Dear Rick,
I'm writing to you with some ideas for Linux memory management.
There are two things which I think would be really nice.
1. Imagine you're running a Linux binary off a umsdos or nfs or
smbfs (read *slow*) volume. When memory gets tight, the kernel
starts looking for pages to throw away to meet requests. For
ordinary binaries, the first thing it throws away are the read-only
program text pages. This is because they don't need to be written
- they can just be re-read. But if you're running off a slow
volume, the cost of rereading the page is a lot higher - often
higher in fact than if that read-only page had been swapped to a
(raw, local) swap partition and re-read quickly from there.
So the goal is, when the executable comes off a slow volume,
make the cost of discarding the page higher than the cost of
swapping it, so that pages get swapped locally instead of being
discarded and then later reread. Maybe a mount option could
be used to express how costly (in terms of slowness) the volume is.

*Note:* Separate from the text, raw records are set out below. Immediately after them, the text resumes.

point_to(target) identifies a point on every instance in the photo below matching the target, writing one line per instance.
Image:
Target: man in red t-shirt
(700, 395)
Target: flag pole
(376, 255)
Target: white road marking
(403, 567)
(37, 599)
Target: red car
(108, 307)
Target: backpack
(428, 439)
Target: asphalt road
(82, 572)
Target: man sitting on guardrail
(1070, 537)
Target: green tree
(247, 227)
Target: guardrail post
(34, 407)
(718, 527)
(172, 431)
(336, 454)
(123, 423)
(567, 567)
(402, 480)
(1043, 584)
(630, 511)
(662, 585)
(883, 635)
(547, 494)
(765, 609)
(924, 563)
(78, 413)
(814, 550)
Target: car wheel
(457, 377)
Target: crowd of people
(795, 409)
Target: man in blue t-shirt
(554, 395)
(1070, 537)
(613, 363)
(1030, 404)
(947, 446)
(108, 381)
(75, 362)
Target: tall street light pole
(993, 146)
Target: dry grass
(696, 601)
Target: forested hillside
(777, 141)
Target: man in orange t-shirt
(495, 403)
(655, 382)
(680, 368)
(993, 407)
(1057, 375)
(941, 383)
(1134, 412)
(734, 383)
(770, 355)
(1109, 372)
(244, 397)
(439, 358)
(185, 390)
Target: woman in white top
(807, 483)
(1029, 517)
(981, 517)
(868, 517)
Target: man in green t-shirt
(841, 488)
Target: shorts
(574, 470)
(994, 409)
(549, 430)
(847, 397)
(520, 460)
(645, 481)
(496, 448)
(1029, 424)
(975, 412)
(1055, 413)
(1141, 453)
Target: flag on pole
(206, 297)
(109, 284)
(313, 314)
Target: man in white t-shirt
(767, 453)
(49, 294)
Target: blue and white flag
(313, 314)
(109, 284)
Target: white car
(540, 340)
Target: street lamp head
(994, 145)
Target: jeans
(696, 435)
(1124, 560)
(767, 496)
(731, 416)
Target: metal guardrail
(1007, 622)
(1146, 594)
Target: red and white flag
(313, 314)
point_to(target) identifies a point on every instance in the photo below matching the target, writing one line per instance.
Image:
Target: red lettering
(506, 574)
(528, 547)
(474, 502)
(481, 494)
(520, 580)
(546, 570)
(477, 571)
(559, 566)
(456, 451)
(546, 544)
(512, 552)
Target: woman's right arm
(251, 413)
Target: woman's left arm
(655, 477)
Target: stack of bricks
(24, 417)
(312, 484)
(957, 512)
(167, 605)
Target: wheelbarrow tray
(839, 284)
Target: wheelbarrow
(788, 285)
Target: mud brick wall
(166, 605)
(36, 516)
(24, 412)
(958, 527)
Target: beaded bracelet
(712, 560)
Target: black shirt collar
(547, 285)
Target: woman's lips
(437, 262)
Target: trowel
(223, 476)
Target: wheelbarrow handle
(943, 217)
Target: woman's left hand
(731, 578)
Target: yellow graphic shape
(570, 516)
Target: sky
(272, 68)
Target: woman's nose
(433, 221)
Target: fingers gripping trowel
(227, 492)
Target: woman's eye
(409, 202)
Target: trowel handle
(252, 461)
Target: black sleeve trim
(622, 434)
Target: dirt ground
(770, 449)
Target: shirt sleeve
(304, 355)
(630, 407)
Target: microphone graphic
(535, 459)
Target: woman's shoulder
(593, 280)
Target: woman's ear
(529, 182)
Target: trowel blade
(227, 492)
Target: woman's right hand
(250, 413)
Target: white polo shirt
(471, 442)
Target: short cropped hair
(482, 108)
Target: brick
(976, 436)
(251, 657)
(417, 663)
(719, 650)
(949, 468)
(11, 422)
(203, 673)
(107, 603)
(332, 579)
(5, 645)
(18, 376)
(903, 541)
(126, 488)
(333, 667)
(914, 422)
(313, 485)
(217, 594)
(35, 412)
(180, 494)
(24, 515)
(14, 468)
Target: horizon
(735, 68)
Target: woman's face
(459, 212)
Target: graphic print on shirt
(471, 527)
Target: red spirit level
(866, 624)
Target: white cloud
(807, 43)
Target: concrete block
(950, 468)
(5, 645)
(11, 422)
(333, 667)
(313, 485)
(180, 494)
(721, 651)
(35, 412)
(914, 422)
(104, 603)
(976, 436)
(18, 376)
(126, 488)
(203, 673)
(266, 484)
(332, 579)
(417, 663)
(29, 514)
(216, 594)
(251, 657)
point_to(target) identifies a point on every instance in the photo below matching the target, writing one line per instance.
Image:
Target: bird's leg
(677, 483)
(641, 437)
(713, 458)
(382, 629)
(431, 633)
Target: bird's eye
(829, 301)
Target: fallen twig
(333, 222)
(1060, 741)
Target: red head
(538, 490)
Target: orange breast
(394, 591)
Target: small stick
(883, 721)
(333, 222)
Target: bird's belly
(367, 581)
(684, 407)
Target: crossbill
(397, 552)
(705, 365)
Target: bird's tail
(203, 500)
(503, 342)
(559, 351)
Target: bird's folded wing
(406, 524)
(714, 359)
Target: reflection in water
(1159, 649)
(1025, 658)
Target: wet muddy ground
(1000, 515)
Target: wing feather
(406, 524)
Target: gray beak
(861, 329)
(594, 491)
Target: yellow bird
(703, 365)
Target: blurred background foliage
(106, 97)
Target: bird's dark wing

2. I know free RAM is bad, but....
Linux's swapping performance has been steadily increasing over
the years, but there's still something I'd like to see that I
think would help a lot. You can perform this experiment to verify
what I'm saying.
Let's say I'm on a machine with 16Meg of RAM. Then I add some
swap space. If I never use up all of that 16Meg of RAM, the
swap never gets touched. All memory not being used by programs
is free to be used as buffer cache.
Now let's say I've used all except the last 512k. When I do some
file reading, that memory gets used to cache my file. But if my
fileset is larger than the buffer cache, the advantage of the
cache is lost, because the data won't fit within the cache.
Now imagine you run a new program which takes 10 Mb of memory.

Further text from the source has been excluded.